Start your grill and get it hot. I use a charcoal grill but a gas grill is fine. While it is heating, prep your fish. You want the fillets to sit out on the counter for 15 minutes or so before cooking them. Then rub a little olive oil over both sides of the fillet. If it has skin on one side, you will cook it skin side down. Mine had no skin.

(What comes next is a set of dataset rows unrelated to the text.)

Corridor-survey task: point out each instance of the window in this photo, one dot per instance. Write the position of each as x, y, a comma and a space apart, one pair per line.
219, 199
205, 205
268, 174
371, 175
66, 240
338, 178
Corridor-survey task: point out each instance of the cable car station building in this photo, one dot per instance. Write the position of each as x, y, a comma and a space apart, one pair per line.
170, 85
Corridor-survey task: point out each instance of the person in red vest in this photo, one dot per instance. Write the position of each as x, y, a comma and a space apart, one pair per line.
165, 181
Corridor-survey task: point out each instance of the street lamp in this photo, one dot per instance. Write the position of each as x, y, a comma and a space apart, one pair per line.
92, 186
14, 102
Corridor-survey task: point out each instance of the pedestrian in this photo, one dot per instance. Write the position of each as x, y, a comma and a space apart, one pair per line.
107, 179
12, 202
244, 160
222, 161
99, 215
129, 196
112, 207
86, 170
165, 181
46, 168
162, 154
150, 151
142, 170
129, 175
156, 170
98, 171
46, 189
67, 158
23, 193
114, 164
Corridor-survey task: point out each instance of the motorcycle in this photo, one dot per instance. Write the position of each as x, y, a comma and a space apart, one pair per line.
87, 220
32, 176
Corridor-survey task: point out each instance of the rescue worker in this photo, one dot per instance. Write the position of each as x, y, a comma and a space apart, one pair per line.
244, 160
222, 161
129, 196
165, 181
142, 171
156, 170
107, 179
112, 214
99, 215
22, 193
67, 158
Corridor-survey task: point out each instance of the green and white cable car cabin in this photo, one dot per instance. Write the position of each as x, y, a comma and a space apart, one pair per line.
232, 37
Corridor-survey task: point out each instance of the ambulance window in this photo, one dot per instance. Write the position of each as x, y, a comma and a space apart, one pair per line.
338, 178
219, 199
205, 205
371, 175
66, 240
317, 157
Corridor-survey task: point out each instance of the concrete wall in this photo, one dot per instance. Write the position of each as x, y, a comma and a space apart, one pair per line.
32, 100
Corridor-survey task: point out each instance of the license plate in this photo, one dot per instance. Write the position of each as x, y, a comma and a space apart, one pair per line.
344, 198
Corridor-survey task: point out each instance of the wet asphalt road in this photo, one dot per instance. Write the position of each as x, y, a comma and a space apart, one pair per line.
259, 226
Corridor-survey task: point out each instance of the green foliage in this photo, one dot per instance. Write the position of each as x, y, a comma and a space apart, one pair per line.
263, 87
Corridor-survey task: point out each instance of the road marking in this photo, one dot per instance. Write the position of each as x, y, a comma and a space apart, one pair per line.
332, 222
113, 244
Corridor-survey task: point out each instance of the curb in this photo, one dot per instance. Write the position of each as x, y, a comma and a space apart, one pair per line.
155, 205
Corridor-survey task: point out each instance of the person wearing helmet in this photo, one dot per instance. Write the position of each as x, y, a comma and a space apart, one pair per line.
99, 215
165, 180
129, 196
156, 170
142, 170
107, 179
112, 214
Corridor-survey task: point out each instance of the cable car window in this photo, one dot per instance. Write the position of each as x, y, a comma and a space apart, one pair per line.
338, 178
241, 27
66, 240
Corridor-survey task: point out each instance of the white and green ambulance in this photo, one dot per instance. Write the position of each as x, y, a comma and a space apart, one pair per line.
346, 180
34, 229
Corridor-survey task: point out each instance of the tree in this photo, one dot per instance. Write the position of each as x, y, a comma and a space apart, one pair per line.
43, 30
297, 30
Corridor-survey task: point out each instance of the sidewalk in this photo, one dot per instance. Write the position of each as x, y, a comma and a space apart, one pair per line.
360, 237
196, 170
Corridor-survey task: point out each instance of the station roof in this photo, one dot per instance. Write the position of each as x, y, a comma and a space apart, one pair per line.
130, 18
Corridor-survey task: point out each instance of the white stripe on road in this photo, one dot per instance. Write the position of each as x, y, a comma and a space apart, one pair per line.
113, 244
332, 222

Sprinkle the oiled fish with freshly ground black pepper and some of your best salt (sea salt is nice)... not too much. I like to use Himalayan Crystal Salt because it is cute and pink, tastes good, and is supposed to have health benefits and be better for you because it is unrefined and contains lots of natural minerals for good health.
Take your plank out of the water and put it on the hot grill for a couple of minutes. Then go out and brush a little olive oil on the plank and lay your fish fillets on top. Shut the lid. The plank will smoke... a lot. If you soaked it, it shouldn't catch fire, but peek every so often and if the edges are starting to catch, lower your heat (if it is a gas grill) and just use a water sprayer or glass of water to douse any little flames. I have never had a plank catch fire.
(As an aside, the foil packet on my grill is filled with fresh asparagus sprinkled with a bit of water and olive oil, Himalayan Crystal salt and pepper. I crimped the foil and put it on the grill at the same time as the fish and it was perfectly done at the same time).
Keep the lid closed except to peek at the board. After about 10 minutes your fillets *may* be done, so check them then. You can use a meat thermometer (135 degrees is about the right time to take them off) or just use the "flake" method, which I do: use a fork and sort of try to flake up some salmon in the thickest part of the fillet. If it looks raw it probably is. You do not want to overcook it though. It needs to be moist inside. If I can pry a flake out of the center I know it is done. Mine took exactly 15 minutes.
Mmmmm, so yummy! My whole family wolfed this down. Great stuff. I served this with grilled asparagus and a green salad. The kids also had brown & wild rice and whole wheat bread with theirs.
Have a healthy and happy 4th of July weekend!